Neagoe Basarab et la fondation du monastère (1517)
L’ancienne capitale valaque de Curtea de Argeș — la « cour d’Argeș » — fut le siège des premiers princes de Valachie dès le XIVe siècle. Le prince Neagoe Basarab (r. 1512-1521), l’un des plus grands mécènes de l’Orthodoxie balkanique, fit édifier entre 1515 et 1517 l’église épiscopale sur les fondations d’une église plus ancienne. L’édifice, consacré en 1517 en présence du patriarche de Constantinople Théolepte Ier, témoigne des ambitions culturelles de Neagoe, qui rédigea en grec et en slavon les Enseignements à son fils Théodose (Învățăturile lui Neagoe Basarab), considérés comme le premier texte philosophique et moral de la littérature roumaine.
L’architecture : un style byzantin-valaque unique
L’église épiscopale de Curtea de Argeș est un chef-d’œuvre de l’architecture byzantine-valaque : plan tréflé à nef unique, deux tours-clochers latérales torsadées, coupole centrale à tambour élevé, portail sculpté en calcaire avec entrelacs de type arménien.

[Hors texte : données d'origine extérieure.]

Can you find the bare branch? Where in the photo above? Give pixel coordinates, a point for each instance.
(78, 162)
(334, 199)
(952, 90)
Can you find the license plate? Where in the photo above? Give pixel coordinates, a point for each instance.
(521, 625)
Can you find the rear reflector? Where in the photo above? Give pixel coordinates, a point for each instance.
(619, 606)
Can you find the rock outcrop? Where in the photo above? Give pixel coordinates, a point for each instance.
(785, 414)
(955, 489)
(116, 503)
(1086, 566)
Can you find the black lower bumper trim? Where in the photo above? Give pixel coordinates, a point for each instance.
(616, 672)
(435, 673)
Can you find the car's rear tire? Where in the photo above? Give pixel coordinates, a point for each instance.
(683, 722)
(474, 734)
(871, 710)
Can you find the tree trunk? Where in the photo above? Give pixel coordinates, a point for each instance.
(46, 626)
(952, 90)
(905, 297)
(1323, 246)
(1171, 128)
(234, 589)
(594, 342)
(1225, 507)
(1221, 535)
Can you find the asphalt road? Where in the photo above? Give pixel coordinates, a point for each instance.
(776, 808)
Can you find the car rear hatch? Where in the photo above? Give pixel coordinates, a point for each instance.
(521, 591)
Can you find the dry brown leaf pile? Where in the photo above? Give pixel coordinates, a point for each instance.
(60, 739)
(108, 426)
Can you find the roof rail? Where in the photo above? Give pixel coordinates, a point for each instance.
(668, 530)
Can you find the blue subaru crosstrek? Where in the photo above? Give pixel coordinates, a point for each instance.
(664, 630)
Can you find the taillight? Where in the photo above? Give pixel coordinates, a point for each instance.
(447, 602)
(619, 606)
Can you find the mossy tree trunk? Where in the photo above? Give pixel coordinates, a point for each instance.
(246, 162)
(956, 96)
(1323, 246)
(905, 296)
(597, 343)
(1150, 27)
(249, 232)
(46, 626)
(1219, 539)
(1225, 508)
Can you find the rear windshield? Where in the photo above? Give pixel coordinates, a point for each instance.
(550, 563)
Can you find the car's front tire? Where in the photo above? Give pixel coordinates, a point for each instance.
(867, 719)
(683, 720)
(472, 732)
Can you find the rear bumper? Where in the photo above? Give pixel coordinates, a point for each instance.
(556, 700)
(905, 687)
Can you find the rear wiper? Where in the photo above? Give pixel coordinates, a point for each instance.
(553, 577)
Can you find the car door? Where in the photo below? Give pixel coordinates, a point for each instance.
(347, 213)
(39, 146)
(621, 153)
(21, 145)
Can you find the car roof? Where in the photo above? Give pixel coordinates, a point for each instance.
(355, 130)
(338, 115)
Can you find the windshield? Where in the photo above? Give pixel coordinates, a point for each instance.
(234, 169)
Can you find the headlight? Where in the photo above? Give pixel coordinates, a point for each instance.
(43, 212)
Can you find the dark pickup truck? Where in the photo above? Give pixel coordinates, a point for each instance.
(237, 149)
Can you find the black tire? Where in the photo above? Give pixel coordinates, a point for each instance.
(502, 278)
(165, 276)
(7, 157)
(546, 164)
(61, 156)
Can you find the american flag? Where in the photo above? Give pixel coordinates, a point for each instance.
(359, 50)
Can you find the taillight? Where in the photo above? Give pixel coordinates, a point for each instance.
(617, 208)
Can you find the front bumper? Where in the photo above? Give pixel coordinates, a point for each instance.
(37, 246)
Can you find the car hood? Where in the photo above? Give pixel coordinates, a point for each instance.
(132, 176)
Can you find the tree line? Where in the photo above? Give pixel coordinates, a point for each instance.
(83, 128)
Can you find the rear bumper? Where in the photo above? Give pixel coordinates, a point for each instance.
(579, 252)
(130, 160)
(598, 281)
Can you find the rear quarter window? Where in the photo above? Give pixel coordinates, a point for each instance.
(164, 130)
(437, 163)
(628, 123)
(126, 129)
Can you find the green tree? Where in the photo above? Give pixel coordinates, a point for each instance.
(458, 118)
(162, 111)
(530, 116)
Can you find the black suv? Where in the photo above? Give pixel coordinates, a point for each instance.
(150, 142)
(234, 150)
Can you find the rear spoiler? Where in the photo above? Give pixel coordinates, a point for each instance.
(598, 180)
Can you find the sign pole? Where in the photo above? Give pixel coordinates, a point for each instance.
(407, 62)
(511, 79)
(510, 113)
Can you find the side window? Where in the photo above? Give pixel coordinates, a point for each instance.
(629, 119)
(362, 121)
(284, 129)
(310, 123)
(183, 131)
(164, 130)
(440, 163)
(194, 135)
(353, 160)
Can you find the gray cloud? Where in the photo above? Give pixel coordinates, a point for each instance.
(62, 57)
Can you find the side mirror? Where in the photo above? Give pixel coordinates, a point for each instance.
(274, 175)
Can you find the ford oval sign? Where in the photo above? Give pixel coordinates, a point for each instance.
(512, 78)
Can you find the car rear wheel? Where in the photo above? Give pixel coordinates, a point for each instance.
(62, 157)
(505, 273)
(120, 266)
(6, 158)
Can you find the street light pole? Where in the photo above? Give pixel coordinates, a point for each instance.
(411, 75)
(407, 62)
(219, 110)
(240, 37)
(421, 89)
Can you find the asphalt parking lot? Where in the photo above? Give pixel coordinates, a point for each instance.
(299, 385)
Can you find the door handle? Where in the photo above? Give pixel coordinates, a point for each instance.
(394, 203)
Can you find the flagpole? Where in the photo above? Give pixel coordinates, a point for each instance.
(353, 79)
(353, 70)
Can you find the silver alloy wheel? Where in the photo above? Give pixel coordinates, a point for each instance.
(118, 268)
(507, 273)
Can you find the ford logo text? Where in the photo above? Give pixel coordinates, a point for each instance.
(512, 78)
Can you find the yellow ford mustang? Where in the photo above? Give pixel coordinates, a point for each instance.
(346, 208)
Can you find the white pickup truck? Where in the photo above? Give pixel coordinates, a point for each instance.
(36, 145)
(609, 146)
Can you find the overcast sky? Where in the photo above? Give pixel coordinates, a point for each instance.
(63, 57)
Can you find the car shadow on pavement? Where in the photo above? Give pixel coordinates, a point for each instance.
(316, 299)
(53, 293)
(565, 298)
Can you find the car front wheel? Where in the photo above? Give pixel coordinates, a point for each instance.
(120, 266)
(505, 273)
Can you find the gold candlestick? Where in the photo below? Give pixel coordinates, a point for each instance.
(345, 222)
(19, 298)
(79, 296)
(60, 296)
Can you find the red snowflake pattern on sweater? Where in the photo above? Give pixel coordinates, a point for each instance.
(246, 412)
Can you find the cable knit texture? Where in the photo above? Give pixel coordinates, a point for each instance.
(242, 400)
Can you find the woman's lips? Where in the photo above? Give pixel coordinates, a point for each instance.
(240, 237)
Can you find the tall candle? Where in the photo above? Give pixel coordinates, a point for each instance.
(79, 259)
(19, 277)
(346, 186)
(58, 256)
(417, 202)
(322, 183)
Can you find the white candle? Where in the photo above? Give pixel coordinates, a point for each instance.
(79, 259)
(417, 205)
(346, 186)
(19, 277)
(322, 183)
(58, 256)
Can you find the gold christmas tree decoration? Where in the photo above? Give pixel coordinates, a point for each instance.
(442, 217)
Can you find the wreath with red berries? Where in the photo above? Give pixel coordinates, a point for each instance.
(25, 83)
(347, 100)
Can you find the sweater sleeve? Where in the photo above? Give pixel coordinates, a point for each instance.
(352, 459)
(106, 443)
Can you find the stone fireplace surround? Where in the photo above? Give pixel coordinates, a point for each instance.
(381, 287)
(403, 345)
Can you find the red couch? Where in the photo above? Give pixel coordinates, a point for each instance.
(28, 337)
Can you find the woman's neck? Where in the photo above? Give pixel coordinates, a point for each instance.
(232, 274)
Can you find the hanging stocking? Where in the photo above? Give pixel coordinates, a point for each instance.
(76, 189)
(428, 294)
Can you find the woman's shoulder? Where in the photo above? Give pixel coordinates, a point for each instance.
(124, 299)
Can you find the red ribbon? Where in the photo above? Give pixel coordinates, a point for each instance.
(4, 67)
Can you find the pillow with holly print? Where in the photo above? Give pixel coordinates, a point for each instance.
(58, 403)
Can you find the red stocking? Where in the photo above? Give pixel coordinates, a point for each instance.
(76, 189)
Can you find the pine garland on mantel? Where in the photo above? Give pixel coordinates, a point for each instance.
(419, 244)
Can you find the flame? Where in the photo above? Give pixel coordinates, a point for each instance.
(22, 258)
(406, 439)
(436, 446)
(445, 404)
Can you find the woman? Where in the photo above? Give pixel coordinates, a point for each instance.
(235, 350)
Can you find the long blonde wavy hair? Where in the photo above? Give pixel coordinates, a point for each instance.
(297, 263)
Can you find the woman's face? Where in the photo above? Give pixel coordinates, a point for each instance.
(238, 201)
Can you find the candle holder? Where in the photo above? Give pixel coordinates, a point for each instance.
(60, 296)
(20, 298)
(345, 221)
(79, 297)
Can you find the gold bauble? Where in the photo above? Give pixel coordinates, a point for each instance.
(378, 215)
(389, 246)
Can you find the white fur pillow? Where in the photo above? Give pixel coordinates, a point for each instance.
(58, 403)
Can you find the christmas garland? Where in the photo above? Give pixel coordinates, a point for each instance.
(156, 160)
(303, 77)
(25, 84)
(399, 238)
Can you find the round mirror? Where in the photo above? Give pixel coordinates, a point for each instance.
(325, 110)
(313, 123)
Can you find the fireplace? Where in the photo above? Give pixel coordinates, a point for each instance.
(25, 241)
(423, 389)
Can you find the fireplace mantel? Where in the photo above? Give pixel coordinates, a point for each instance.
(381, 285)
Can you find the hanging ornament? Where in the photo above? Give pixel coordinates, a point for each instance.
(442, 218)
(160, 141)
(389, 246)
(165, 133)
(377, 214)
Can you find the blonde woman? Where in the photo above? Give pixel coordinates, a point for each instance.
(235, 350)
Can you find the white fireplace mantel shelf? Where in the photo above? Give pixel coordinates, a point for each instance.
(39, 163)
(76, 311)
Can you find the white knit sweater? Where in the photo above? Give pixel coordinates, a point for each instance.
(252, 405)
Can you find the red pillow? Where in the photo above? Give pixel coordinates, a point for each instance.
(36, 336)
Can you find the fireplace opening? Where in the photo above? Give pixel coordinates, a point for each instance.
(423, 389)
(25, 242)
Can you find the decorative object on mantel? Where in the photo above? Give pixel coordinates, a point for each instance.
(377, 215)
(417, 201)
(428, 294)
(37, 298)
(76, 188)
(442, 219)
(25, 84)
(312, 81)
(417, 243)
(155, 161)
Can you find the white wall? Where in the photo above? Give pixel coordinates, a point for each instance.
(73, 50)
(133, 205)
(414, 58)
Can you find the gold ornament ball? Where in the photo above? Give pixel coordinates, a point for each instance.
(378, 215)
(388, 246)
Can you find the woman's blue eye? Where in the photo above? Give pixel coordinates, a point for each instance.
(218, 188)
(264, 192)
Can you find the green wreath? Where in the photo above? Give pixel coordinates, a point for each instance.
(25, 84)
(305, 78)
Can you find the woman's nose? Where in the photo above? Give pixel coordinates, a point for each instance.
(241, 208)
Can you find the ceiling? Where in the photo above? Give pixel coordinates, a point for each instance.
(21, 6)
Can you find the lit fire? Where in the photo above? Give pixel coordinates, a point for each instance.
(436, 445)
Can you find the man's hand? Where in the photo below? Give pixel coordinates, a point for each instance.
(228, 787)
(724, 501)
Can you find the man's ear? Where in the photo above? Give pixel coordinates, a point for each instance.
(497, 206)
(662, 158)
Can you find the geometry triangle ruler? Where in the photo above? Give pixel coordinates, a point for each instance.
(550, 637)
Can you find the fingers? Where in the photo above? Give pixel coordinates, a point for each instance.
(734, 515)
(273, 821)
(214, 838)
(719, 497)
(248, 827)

Les décors extérieurs — rosaces, tresses, inscriptions en vieux slavon et en grec — témoignent d’un syncrétisme artistique propre aux Balkans ottomans du début du XVIe siècle. L’intérieur conserve des fragments de fresques originales et des icônes sur bois du XVIe siècle. Une restauration majeure supervisée par l’architecte français André Lecomte du Noüy entre 1875 et 1886 a sauvé la structure de la ruine.
La légende de Maître Manole et la nécropole royale
Le monastère est indissociable de la ballade populaire roumaine de Maître Manole (Meșterul Manole) : le maître bâtisseur, pour stabiliser les murs qui s’effondraient chaque nuit, dut emmurer dans les fondations sa propre épouse. Cette légende du sacrifice fondateur, l’une des plus belles de la tradition orale roumaine, est commune à toute la zone balkanique. Une fontaine dans la cour du monastère marque l’emplacement symbolique où Manole aurait trouvé la mort après avoir été abandonné sur le toit achevé. Depuis le XIXe siècle, le monastère est la nécropole officielle de la famille royale de Roumanie : Carol Ier, Élisabeth de Wied, Ferdinand Ier, Marie de Roumanie et plusieurs membres des Hohenzollern-Sigmaringen y reposent dans des sarcophages de marbre blanc.